Her first year and most of her second year of school went by great – no “freshman 15” to speak of. She wasn’t as active as in high school, and eventually, that along with the bad student center/caf food began causing her some issues.

Um…and she, ahem…I, apparently didn’t get the memo that eating lots of candy and fast food and drinking Cherry Coke like it was my job wasn’t a healthy way to eat.

About halfway through my sophomore year, I gained a good amount of weight. I never got the freshman 15, but I’m pretty sure I had the sophomore 30. I honestly don’t know exactly how much it was because I didn’t own a scale and wouldn’t get on one even if I had. I knew that I had gained, but I didn’t realize how much or how fast I had put it on.

I really was completely shocked with myself.

I had never been overweight.

Never once had a problem with it before in my entire life, never had to think about it.

And here I was…sitting on the floor in my dorm room staring at stretch marks on my thighs, seriously wondering what they were. I had no clue – but they were there because I had gained so much, so fast.

BeforePic

This is the only picture I have from this semester. I don’t know how much I weighed at this point, but I do know that I gained more between this picture (taken on Thanksgiving break while my parents were renewing their vows) and Christmas break (just a few weeks later) when I was back home.

I finally broke down during that Christmas break. I still feel bad for my mom after this trip. We were out shopping, as we normally do, and I couldn’t take it anymore.

I was so frustrated that I wasn’t taking care of myself, so mad that I couldn’t find any clothes that fit me…I probably acted like a big baby, but I started crying in the dressing room that day.

I wasn’t myself anymore. Not just in my size or the way I looked. I didn’t treat myself the way I should have been. I wasn’t proud of myself.

At this point, it was all superficial, but all of my thoughts toward myself were negative. And when you have that much “fat talk” going on, it’s hard to get out of it and start thinking positively again.

Christmas break ended, and I headed back to school with a new haircut and some goals.

Only those goals somehow became unhealthy obsessions for me.

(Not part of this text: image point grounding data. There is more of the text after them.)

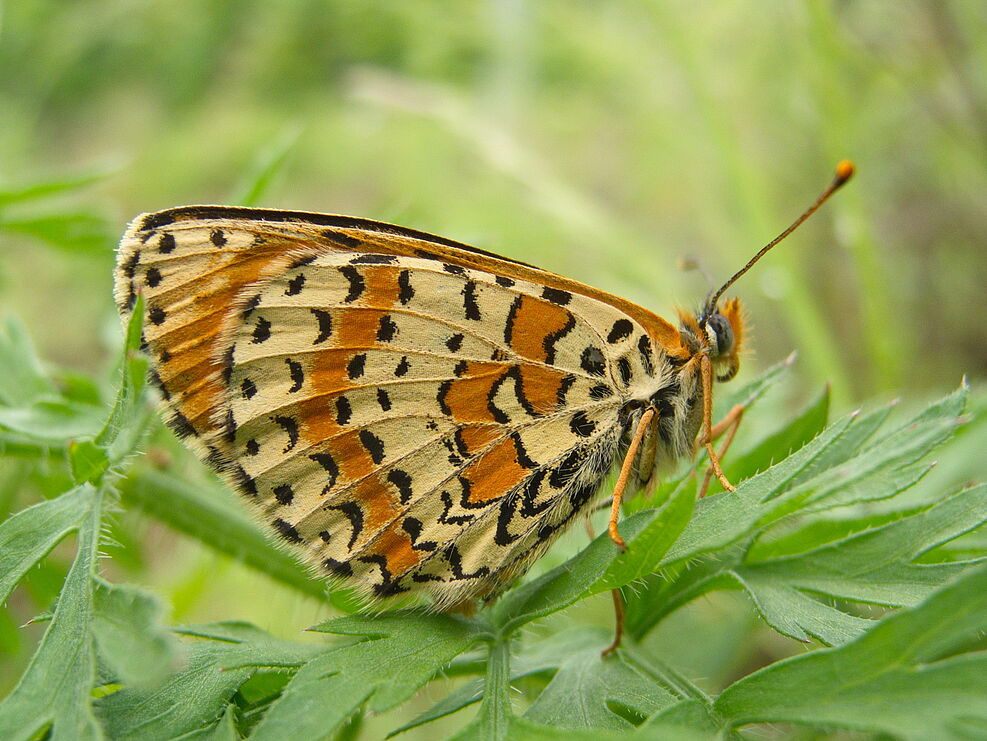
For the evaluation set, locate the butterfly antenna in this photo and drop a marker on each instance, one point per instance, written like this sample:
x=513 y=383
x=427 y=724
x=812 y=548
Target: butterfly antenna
x=844 y=171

I tried so hard during the week to eat “good” and “low calories” that I ended up getting into this crazy cycle of eating great during the week and eating crap on the weekends.

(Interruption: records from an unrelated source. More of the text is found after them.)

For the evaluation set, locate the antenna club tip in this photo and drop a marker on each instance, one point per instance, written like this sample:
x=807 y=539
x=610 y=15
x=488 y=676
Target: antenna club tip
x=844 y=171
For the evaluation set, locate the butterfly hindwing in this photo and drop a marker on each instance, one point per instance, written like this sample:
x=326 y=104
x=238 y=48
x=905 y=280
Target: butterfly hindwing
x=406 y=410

Really – could someone have told me that this wouldn’t work? I know I wasn’t eating enough during the week to fuel myself, and that junk I was eating on the weekends wasn’t helping either. Why is it so easy for bad habits to show up in our lives?

I started working out with a roommate, which probably helped keep that extra “weekend junk” weight from layering on, but my mind still wasn’t in the right place. Every weekend that this happened, I just beat myself up about it. I pretty much convinced myself that I couldn’t do anything right – that maybe this was just how it was going to be for me from now on.

Enter Atkins phase.

Are you still with me? :)

My dad had done Atkins for a few months and lost a good amount of weight, so a friend and I decided to try it for a few weeks. I don’t think I really lost anything, and I got tired of the food pretty quickly.

Another fail.

But that summer started to change everything.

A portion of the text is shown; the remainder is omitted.